In yet another example, the controlling function 233 may be configured to calculate a concentration ratio of the density per branch flow path. In this situation, the concentration ratio may empirically be determined in advance, so as to be stored into a memory of the processing circuitry 23. In that situation, the controlling function 233 may be configured to determine the quantity of the concentration valves to be opened, on the basis of the density information, the goal information, and the concentration ratio per branch flow path. More specifically, for example, the controlling function 233 may be configured to determine the quantity of the concentration valves to be opened, by taking the concentration ratio per branch flow path into account with the open quantity calculation formula.
In another example, the controlling function 233 may be configured to determine the quantity of the concentration valves to be opened on the basis of a cross-sectional area ratio between the main flow path 111 and the branch flow paths 113 stored in a memory in advance and the difference in density between the density information and the goal information. In that situation, the controlling function 233 is configured to determine the quantity of the concentration valves to be opened, by using either a correspondence table or a calculation formula obtained by adding the cross-sectional area ratio to either the density open quantity correspondence table or the open quantity calculation formula.

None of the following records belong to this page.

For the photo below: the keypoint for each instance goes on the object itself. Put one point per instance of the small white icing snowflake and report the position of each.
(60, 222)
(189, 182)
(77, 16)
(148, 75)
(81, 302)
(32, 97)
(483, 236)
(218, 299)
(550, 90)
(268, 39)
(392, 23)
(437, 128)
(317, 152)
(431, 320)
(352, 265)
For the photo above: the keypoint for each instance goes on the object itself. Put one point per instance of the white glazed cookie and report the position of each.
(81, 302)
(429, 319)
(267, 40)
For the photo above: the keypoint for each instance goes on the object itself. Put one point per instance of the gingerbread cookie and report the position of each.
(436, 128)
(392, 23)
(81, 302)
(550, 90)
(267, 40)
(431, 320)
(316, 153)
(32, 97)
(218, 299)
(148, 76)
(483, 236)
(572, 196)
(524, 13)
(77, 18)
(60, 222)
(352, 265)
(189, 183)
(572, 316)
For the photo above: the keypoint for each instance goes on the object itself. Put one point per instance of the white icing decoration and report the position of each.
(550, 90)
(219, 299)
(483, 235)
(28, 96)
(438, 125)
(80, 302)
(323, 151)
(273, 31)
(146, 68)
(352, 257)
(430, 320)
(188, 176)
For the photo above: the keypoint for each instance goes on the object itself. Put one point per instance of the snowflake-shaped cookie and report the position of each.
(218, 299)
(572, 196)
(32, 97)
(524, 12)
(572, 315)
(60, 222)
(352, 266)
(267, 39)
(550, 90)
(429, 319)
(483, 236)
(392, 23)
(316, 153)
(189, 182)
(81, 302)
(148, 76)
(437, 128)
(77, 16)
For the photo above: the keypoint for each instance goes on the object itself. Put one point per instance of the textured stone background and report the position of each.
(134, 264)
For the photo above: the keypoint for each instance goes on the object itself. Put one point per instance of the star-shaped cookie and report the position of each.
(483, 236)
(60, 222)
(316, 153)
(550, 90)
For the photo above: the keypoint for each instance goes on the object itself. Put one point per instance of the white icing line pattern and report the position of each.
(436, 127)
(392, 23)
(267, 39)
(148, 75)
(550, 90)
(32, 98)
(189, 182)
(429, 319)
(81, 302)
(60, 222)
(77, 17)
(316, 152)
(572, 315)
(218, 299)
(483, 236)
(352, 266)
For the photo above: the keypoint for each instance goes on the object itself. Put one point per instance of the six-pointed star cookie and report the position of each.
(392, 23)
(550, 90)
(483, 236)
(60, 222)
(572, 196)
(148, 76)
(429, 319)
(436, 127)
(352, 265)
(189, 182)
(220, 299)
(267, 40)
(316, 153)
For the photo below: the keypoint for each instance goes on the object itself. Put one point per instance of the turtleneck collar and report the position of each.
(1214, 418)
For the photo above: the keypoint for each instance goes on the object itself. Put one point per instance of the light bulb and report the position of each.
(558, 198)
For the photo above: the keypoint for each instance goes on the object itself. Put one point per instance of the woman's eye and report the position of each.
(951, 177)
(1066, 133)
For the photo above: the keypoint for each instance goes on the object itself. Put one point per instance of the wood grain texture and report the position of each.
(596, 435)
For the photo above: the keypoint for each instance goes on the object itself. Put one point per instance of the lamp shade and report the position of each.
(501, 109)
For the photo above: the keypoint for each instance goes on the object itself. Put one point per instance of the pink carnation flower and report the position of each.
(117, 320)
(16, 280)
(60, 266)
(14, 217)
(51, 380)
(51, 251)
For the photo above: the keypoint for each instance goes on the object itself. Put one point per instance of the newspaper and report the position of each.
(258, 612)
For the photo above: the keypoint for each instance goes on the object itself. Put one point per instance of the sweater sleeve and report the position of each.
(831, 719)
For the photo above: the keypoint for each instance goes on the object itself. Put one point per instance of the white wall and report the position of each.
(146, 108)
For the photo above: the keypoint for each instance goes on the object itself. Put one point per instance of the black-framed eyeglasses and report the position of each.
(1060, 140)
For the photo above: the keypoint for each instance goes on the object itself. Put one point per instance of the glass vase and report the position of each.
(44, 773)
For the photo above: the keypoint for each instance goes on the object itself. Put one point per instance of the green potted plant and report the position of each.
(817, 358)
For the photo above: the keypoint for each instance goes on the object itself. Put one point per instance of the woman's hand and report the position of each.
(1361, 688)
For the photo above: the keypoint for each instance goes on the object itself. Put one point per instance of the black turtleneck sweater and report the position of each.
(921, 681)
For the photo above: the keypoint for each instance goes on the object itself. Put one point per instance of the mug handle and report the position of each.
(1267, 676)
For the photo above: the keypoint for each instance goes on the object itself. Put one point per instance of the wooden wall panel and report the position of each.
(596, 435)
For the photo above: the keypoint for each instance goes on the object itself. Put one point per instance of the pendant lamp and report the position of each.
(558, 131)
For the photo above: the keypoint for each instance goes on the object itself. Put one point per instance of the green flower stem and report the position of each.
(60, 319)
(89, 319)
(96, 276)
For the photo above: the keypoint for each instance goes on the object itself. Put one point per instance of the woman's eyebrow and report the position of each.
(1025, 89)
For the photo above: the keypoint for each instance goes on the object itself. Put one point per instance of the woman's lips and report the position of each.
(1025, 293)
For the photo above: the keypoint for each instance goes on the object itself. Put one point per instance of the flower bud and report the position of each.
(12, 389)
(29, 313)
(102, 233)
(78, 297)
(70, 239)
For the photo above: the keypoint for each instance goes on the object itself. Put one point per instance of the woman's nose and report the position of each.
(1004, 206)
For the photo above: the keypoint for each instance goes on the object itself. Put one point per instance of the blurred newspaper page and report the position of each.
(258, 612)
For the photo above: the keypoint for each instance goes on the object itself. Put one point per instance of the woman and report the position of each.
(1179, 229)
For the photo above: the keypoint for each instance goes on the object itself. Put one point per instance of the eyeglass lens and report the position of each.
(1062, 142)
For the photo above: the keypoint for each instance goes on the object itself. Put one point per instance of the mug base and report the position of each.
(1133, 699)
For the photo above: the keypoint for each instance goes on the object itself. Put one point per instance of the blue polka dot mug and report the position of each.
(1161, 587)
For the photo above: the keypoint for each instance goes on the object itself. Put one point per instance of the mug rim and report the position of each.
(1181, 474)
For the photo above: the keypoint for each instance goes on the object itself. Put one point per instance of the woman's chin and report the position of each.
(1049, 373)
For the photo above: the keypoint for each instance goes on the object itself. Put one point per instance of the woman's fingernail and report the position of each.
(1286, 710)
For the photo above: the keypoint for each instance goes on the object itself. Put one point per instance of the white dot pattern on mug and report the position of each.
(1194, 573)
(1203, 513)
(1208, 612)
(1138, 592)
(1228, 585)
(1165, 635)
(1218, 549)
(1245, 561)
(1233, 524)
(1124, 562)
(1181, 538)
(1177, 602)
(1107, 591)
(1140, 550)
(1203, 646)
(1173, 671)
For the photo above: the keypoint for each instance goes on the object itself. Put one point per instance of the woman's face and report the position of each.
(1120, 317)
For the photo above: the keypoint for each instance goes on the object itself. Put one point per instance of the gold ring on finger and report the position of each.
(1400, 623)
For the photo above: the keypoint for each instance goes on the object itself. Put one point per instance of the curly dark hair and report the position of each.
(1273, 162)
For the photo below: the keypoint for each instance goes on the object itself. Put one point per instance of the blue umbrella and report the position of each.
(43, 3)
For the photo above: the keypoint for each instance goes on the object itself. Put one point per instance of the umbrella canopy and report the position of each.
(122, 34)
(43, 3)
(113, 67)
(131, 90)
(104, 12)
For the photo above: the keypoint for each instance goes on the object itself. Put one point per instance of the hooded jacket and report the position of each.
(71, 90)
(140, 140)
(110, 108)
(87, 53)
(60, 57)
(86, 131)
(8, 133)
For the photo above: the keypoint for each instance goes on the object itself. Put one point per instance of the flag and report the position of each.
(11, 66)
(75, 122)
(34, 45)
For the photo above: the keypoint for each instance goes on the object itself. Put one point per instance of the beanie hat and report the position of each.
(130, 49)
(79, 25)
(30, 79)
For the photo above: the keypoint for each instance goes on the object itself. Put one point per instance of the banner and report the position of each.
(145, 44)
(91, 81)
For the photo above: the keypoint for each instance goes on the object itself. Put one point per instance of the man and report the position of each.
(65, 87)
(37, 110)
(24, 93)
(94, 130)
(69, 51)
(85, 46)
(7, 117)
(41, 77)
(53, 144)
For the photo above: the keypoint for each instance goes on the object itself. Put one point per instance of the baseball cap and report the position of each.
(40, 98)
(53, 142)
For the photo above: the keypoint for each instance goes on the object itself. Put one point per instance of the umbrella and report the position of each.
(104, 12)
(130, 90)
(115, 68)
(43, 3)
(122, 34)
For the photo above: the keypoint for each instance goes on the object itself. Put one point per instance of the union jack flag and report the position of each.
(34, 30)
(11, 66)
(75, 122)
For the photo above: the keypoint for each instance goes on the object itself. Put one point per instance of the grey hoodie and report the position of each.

In yet another example, the controlling function 233 may be configured to determine the quantity of the concentration valves to be opened, by further using a physical property of the input liquid (e.g., viscosity of the input liquid) measured by the measuring unit 21. In that situation, the controlling function 233 is configured to determine the quantity of the concentration valves to be opened, by using either a correspondence table or a calculation formula obtained by adding the physical property (and/or a chemical property) to either the density open quantity correspondence table or the open quantity calculation formula.
The constituent elements of the density adjusting apparatus 1 have thus been explained. Next, a procedure in a process (hereinafter, “density adjusting process”) in which the density adjusting apparatus 1 produces the output liquid having the goal particle density from the input liquid will be explained. A method for realizing the density adjusting process may be referred to as a density-adjusted liquid producing method.
According to a user instruction, the information input unit 19 receives an input of a goal density for the output liquid.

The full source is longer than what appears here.